Jsoup.connect(url.toString()).get() returns incomplete documents?
Hello!
I'm debugging a mysterious issue where Jsoup.connect(url.toString()).get() will return a document terminating abruptly in the middle. It will wrap up all open tags but otherwise the body is not complete. I've wrote a simple reproducer
public class UrlRider {
public static void main(String[] args) throws IOException {
for (String uri : Files.readAllLines(Path.of("all-paths.txt"))) {
System.err.println(uri);
URL url = new URL("https://repo1.maven.org/maven2/" + uri);
HttpsURLConnection conns = (HttpsURLConnection) url.openConnection();
conns.addRequestProperty("Accept-Encoding", "gzip");
try (InputStream gis = new GZIPInputStream(conns.getInputStream());
BufferedReader br = new BufferedReader(new InputStreamReader(gis, StandardCharsets.UTF_8))) {
List<String> lines = br.lines().toList();
System.err.println(lines.subList(Math.max(0, lines.size() - 4), lines.size()));
}
List<String> list = new BufferedReader(new StringReader(Jsoup.connect(url.toString()).get().toString()))
.lines().toList();
System.err.println(list.subList(Math.max(0, list.size() - 4), list.size()));
}
}
}
Example input:
org/apache/cxf/cxf-rt-rs-service-description-common-openapi/4.0.6/
org/apache/cxf/cxf-tools-wsdlto-frontend-javascript/4.0.6/
org/apache/cxf/systests/cxf-systests-rs-sse-base/4.0.6/
# may add more versions for better reproducibility
The output is like this:
org/apache/cxf/cxf-rt-rs-service-description-common-openapi/4.0.6/
[ <hr/>, </body>, , </html>]
[<a href="cxf-rt-rs-service-description-common-openapi-4.0.6.jar.sha1" title="cxf-rt-rs-service-description-common-openapi-4.0.6.jar.sha1">cxf-rt-rs-service-description-common-openapi-...</a> 20</pre>, </main>, </body>, </html>]

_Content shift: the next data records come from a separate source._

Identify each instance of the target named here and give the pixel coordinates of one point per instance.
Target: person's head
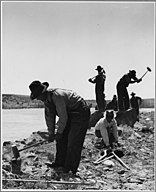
(132, 74)
(114, 97)
(38, 90)
(109, 115)
(99, 69)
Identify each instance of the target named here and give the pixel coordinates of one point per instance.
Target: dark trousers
(123, 97)
(68, 150)
(100, 100)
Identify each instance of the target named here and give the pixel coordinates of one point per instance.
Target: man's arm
(50, 117)
(61, 110)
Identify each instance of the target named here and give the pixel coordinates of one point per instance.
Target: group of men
(123, 102)
(74, 116)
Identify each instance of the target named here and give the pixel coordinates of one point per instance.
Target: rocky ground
(32, 171)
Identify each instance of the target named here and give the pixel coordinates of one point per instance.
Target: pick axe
(16, 151)
(148, 70)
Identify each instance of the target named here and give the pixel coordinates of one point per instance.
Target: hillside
(13, 101)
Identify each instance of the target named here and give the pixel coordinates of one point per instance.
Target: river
(20, 123)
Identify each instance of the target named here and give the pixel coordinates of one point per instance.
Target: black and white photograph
(78, 95)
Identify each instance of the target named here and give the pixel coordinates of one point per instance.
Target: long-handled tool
(16, 151)
(148, 70)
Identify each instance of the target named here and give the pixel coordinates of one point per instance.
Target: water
(20, 123)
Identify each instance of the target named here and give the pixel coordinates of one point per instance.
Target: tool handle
(143, 75)
(120, 161)
(41, 142)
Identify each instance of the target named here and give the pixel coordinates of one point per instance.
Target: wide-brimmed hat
(133, 93)
(37, 88)
(99, 68)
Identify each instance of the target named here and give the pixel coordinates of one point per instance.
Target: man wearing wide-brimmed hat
(99, 81)
(123, 83)
(135, 102)
(73, 114)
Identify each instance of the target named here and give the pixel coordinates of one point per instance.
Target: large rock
(128, 117)
(94, 118)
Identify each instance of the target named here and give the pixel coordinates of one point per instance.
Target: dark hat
(37, 88)
(132, 93)
(99, 68)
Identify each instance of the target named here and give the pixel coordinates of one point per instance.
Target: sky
(63, 42)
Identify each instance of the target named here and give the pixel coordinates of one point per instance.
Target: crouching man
(106, 128)
(73, 114)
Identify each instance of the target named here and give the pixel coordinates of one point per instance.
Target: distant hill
(13, 101)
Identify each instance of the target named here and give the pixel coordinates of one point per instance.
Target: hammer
(16, 151)
(148, 69)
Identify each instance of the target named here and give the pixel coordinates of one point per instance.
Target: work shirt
(60, 102)
(102, 125)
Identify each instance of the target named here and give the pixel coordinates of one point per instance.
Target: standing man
(123, 83)
(106, 128)
(73, 114)
(99, 81)
(135, 102)
(113, 104)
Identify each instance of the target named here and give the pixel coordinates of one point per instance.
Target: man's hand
(51, 137)
(139, 80)
(58, 136)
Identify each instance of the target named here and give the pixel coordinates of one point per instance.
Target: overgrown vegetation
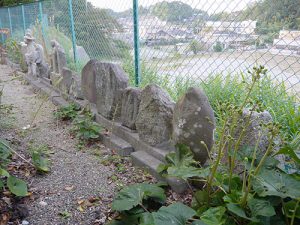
(241, 184)
(232, 88)
(68, 112)
(14, 53)
(15, 185)
(39, 156)
(84, 127)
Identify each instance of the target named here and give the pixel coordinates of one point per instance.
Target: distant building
(246, 27)
(288, 40)
(230, 34)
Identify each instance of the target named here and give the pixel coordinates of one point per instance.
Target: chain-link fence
(173, 43)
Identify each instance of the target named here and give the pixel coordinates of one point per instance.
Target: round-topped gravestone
(194, 123)
(154, 120)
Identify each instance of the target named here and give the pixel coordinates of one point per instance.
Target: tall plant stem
(294, 212)
(216, 164)
(269, 149)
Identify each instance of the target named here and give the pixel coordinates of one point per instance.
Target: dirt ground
(81, 184)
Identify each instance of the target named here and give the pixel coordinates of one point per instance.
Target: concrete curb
(122, 140)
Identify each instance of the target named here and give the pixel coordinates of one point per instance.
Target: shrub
(85, 128)
(67, 112)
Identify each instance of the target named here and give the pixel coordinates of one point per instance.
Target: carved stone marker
(58, 57)
(34, 57)
(254, 132)
(75, 89)
(88, 79)
(131, 98)
(194, 123)
(154, 120)
(111, 80)
(66, 82)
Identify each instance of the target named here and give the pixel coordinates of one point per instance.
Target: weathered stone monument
(111, 80)
(88, 80)
(131, 98)
(34, 57)
(194, 123)
(58, 57)
(66, 82)
(256, 132)
(154, 120)
(75, 88)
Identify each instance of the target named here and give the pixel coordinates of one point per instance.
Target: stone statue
(34, 57)
(58, 59)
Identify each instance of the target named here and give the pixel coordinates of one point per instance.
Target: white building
(246, 27)
(288, 40)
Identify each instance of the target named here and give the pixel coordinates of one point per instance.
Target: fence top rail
(20, 4)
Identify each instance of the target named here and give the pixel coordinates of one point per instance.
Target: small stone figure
(58, 59)
(34, 57)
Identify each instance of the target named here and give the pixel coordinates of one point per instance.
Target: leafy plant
(15, 185)
(39, 156)
(243, 184)
(14, 52)
(85, 128)
(67, 112)
(181, 164)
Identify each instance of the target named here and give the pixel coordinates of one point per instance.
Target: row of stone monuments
(150, 111)
(159, 121)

org/apache/cxf/cxf-tools-wsdlto-frontend-javascript/4.0.6/
[ <hr/>, </body>, , </html>]
[ </main>, <hr>, </body>, </html>]
Note how the second one is correct, ending in <hr>, but the first one is incorrect.
This is both with http proxy and without, and on a wide range of JVM versions. I'm genuinely confused. As a reference I'm using the same URLConnection which gets the content right every time.
Seen in both 1.18.3 and 1.21.2
I've just reproduced that issue on a completely different box with different network connection and JVM setup.
I wonder if I'm missing something stupid like Document.readAll()?
Hi there,
I can't repro it. Here's a simple example:
import org.jsoup.*;
import org.jsoup.nodes.Document;
class MavenDirCheck {
public static void main(String[] args) throws Exception {
String url = "https://repo1.maven.org/maven2/org/apache/cxf/cxf-rt-rs-service-description-common-openapi/4.0.6/";
Document doc = Jsoup.connect(url).get();
String html = doc.html();
System.out.println("chars=" + html.length());
System.out.println(html);
}
}
Which produces the correct:
chars=6087
<!doctype html>
<html>
<head>
<title>Central Repository: org/apache/cxf/cxf-rt-rs-service-description-common-openapi/4.0.6</title>
(snip)
<a href="cxf-rt-rs-service-description-common-openapi-4.0.6.pom.sha1" title="cxf-rt-rs-service-description-common-openapi-4.0.6.pom.sha1">cxf-rt-rs-service-description-common-openapi-...</a> 2024-12-03 16:46 40
</pre>
</main>
<hr>
</body>
</html>
I was a bit confused about the rest of your example with manual gzip handling etc; you could simplify that all just by using jsoup's core Connection implementation that already implements gzip and appropriate buffered reads.
If you have a URL example that the above snippet does truncate, please provide that. You can also directly inspect the Response objects for the pre- and post-parse data to further debug.
There is a maxBodySize setting that is by default 2MB and you can set to 0 to allow infinite. But from the code and URL example you showed, that doesn't seem to be the issue.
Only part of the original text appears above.